AssayPDF **never redistributes** GWG copyrighted materials. Vendor assets (GOS 5.0 suites, processing-steps test suite) are fetched from the official GWG endpoints. The corpus AssayPDF generates is original work derived from spec rules, not copies of the GWG 2015 test suite.

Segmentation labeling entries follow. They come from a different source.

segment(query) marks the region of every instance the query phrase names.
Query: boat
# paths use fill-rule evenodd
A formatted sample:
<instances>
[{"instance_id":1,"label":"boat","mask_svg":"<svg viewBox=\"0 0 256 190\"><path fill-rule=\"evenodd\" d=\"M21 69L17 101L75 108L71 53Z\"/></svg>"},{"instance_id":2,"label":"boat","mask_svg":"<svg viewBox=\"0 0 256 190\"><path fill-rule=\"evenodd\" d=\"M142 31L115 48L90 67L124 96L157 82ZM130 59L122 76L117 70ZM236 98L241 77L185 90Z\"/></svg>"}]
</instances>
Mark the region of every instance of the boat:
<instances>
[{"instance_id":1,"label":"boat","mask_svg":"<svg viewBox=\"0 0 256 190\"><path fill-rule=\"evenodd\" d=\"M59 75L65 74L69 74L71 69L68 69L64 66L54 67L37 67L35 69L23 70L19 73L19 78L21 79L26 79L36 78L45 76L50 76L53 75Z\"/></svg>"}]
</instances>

See [docs/legal-positioning.md](docs/legal-positioning.md) for the comparative-advertising / nominative-fair-use stance.

## Contributing

See [CONTRIBUTING.md](CONTRIBUTING.md). New rule generators, new engine runners, and new boundary-case test files are all welcome.

## License

MIT — see [LICENSE](LICENSE).

ICC profiles bundled under `src/assay_pdf/generator/icc/` are redistributed under their respective upstream terms; see [src/assay_pdf/generator/icc/README.md](src/assay_pdf/generator/icc/README.md).

## Sister projects

Think Neverland's PDF tooling family:

- **lintPDF** — API-first PDF preflight SaaS this benchmark validates against. Private during development; integration runner ships when the API is published.
- **[sift-pdf](https://github.com/thinkneverland/sift-pdf)** — open-source PDF preflight engine. AssayPDF will benchmark sift-pdf alongside the commercial incumbents once a runner lands.
- **loupe-pdf** — open-source interactive PDF viewer. Public release coming soon.